The CJEU (again) on the role of the place of residence in determining social security legislation

coordination of social security systems - CJEU judgement

Judgement of the Court of Justice – C-631/17 SF v Inspecteur van de Belastingdienst

The Court of Justice of the European Union has just published in its inventory the most recent judgement of 8 May 2019 in the Dutch-Latvian case C-631/17 SF v Inspecteur van de Belastingdienst, relating to Art. 11 (3) (e) of Regulation 883/2004, which has already been subject to analysis in the Court’s judgment in C-451/17 Walltopia. The CJEU has emphasized, as in the above-mentioned case, the role of the person’s place of residence for the application of social security legislation. It ruled that a person – despite working as a steward for an employer established in one of the Member States, on a ship flying the flag of a third country and outside the European Union – had anyway kept his place of residence in his Member State of origin. In the field of social security, the law of the Member State of residence – Bulgarian one – shall therefore be applied.

Interesting state of play and a double legal question

The case concerned Mr. SF, a Latvian citizen residing in Latvia. From August to December 2013, he worked as a steward for Oceanwide Offshore Services B.V., a company based in the Netherlands. SF carried out this activity onboard a vessel flying the flag of the Bahamas, which during the period under consideration sailed on the German part of the continental shelf of the North Sea.
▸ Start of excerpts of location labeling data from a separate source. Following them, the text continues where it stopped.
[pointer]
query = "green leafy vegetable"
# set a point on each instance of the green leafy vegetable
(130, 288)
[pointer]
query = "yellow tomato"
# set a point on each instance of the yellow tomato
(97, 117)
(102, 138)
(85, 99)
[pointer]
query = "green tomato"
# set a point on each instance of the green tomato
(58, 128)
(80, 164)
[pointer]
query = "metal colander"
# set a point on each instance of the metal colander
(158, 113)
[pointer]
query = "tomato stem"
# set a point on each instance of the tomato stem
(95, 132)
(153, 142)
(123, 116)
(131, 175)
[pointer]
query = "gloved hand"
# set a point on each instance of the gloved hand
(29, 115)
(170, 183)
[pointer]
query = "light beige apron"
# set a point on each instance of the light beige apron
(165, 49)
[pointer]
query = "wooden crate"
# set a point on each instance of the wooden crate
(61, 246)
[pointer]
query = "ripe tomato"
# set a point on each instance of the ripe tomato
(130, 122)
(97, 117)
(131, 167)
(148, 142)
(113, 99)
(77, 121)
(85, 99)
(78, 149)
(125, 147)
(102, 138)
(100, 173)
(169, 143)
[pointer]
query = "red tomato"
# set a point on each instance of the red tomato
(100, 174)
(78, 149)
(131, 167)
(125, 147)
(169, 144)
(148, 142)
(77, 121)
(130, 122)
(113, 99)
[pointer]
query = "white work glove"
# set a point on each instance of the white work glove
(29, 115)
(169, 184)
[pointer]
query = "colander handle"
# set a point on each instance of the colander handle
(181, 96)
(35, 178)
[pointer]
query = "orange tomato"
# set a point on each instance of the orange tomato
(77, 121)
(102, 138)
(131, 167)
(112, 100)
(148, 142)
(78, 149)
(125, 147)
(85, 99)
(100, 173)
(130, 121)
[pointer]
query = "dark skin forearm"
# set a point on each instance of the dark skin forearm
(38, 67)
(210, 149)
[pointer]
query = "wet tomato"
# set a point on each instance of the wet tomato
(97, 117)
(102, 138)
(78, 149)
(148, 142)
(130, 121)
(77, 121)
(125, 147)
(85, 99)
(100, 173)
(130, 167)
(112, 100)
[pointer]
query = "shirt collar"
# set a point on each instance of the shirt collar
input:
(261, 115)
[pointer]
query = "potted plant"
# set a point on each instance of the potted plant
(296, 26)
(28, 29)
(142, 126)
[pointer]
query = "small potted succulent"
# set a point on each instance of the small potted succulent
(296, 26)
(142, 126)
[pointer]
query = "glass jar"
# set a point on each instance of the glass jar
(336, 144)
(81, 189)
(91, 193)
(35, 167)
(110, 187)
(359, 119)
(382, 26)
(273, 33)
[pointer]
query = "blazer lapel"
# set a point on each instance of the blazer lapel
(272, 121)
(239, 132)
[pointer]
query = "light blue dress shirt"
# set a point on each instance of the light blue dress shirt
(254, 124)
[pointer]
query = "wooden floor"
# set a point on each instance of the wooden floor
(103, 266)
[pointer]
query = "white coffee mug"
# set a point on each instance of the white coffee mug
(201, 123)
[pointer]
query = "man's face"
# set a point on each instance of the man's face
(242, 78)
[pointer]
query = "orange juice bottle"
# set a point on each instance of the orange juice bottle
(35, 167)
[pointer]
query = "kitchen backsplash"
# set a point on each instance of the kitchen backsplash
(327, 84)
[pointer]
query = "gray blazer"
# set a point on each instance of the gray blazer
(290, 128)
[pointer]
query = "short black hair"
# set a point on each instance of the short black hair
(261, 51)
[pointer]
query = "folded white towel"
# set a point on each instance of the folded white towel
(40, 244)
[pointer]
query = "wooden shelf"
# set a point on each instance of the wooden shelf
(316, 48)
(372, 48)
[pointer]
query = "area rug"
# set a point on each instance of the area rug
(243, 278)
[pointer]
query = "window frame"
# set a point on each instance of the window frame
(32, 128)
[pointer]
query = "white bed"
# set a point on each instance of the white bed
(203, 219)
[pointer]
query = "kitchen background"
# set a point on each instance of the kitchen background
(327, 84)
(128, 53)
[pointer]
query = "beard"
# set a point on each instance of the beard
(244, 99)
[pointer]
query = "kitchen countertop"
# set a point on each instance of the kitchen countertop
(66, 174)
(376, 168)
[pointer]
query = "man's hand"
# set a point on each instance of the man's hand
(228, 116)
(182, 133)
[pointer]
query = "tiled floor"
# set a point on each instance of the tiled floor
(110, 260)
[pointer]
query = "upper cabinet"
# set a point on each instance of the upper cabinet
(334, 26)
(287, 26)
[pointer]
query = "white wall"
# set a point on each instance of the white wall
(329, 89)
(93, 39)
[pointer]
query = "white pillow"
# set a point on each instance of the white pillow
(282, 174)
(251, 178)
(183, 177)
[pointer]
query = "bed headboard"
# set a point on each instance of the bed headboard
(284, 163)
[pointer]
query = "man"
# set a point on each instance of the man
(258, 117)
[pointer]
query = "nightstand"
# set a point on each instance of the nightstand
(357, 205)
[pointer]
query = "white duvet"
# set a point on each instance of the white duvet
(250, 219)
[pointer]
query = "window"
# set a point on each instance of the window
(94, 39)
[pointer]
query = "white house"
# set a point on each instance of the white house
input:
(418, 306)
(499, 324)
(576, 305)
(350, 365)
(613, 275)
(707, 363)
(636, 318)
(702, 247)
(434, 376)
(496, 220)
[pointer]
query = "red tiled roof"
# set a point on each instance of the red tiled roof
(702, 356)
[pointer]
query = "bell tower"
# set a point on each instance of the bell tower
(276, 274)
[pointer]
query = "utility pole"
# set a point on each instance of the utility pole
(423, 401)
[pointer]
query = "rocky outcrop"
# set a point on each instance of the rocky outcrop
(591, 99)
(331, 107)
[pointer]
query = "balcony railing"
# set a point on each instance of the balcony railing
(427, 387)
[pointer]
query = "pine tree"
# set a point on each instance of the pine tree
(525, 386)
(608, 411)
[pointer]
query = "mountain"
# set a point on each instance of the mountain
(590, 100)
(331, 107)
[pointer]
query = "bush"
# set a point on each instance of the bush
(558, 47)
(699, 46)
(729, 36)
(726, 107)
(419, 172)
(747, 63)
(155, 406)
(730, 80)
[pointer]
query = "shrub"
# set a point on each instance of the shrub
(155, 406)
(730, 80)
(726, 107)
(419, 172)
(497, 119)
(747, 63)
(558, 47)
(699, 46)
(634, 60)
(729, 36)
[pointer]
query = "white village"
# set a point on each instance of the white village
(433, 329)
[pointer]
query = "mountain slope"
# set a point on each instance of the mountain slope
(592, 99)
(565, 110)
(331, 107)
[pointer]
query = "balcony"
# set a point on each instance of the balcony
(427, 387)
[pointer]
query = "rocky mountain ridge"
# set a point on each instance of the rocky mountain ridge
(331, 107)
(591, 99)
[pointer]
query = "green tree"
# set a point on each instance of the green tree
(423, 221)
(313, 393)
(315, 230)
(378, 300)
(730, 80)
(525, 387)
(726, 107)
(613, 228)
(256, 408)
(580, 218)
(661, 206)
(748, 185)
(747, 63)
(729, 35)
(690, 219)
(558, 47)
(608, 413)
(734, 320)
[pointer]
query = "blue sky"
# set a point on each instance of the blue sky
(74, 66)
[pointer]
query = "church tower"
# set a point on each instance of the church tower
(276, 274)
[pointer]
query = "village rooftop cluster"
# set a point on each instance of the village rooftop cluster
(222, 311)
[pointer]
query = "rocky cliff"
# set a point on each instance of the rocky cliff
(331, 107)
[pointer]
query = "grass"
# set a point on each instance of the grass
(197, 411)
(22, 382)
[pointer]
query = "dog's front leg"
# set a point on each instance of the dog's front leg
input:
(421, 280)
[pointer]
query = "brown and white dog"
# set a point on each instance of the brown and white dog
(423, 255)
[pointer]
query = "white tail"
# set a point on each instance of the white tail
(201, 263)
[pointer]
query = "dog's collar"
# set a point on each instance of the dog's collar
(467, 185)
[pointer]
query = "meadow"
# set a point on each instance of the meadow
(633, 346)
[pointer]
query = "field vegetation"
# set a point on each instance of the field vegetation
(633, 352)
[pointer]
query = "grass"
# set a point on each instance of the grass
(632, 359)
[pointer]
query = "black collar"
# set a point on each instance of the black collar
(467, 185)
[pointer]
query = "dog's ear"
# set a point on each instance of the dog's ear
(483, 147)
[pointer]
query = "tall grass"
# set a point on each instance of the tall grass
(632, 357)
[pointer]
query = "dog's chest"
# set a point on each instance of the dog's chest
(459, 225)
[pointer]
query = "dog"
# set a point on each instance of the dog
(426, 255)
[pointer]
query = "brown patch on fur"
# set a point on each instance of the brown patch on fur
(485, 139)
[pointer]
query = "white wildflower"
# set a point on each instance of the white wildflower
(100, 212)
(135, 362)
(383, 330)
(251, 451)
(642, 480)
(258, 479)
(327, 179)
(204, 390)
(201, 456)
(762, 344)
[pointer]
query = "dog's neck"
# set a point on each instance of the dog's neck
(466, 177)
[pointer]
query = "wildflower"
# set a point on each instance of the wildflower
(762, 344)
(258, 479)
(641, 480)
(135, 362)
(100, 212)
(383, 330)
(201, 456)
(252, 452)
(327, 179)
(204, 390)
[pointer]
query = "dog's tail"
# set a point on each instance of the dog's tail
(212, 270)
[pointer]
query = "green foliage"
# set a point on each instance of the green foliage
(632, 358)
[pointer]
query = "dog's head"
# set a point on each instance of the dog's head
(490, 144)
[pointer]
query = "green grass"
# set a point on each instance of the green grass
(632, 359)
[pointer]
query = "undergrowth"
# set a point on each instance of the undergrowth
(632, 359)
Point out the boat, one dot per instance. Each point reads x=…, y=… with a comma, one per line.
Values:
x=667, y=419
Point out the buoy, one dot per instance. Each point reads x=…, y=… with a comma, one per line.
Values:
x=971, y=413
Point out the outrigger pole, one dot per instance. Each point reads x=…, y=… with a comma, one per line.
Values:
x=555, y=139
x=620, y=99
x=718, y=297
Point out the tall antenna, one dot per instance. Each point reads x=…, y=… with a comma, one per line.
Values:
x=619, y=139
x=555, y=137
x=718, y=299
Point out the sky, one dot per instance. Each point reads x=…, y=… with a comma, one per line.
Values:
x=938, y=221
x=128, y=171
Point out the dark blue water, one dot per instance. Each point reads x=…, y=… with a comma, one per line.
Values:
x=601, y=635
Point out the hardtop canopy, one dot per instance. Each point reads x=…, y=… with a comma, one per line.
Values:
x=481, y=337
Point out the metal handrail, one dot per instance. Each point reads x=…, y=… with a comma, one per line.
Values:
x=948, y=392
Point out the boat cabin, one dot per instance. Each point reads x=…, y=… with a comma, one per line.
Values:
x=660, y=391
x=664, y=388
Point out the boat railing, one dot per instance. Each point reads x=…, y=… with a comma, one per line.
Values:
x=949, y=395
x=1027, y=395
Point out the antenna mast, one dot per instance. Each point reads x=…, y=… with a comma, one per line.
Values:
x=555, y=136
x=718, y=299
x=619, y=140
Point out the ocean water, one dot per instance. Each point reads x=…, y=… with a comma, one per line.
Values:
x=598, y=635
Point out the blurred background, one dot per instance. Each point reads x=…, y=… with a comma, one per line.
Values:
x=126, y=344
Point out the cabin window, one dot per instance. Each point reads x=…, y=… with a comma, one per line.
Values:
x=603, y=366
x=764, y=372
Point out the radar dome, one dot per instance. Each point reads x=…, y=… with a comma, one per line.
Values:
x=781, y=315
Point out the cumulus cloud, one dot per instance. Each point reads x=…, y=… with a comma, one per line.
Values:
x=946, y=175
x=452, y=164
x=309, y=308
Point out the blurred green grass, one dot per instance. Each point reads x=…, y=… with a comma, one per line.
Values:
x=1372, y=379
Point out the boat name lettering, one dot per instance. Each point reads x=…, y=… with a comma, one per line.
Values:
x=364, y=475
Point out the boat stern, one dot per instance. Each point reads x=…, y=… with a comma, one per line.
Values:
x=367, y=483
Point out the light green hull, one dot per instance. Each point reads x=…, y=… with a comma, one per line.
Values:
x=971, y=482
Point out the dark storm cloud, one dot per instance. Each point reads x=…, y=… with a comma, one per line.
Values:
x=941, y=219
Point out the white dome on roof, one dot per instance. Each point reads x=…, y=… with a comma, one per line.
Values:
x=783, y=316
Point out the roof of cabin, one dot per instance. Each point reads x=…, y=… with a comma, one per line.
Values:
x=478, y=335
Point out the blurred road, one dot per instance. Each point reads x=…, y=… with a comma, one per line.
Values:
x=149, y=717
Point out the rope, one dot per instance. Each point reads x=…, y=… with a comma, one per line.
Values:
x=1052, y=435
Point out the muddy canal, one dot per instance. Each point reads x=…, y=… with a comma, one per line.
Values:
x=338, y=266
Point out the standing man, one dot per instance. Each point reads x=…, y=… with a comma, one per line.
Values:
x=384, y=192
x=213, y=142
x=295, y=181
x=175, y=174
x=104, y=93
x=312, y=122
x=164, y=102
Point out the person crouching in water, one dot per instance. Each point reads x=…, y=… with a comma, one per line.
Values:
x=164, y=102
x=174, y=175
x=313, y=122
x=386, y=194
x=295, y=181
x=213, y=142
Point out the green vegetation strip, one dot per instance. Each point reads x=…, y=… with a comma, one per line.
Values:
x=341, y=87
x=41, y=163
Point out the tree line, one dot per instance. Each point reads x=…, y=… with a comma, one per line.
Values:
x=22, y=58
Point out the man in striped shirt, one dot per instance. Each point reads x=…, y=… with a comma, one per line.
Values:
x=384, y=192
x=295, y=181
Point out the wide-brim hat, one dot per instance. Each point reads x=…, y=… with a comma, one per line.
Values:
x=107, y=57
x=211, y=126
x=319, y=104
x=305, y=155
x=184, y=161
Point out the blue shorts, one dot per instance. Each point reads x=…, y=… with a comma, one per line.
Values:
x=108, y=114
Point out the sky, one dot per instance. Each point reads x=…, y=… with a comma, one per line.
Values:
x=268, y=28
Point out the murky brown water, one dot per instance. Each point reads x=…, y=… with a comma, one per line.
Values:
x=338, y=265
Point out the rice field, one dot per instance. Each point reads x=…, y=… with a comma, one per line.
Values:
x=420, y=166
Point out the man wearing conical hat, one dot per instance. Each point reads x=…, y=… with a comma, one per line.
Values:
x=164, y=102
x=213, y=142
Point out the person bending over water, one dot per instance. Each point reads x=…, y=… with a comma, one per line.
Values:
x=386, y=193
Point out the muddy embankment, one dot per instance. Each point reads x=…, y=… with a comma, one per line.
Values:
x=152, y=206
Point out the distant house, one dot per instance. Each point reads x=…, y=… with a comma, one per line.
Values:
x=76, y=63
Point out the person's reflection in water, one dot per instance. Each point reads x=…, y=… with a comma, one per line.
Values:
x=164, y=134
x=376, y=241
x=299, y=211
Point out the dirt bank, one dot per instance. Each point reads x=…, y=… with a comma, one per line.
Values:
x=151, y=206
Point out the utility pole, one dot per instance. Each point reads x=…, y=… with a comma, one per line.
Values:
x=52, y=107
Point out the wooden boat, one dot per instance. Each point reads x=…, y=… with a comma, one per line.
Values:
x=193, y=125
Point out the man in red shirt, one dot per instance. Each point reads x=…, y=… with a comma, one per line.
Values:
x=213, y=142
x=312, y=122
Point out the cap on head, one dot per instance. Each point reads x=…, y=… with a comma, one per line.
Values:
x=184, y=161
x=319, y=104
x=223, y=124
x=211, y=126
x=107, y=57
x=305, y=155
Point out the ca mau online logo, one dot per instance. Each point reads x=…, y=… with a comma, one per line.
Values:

The Dutch authorities issued him a notice of assessment, determining the income tax and social insurance contributions pursuant to the Dutch law. SF disagreed- as a result of his appeal against that decision, the Dutch upheld it only in part stating that SF was obliged to pay contributions to Dutch social security in the aforementioned period. Mr. SF lodged a complaint with the competent district court against that decision. This has become an inducement to the question for a request of preliminary ruling. Interestingly – it was a “question inside the question” – the Court of Justice was to answer the question of the Dutch Supreme Court, which in turn was to answer the legal question posed by the local Dutch court.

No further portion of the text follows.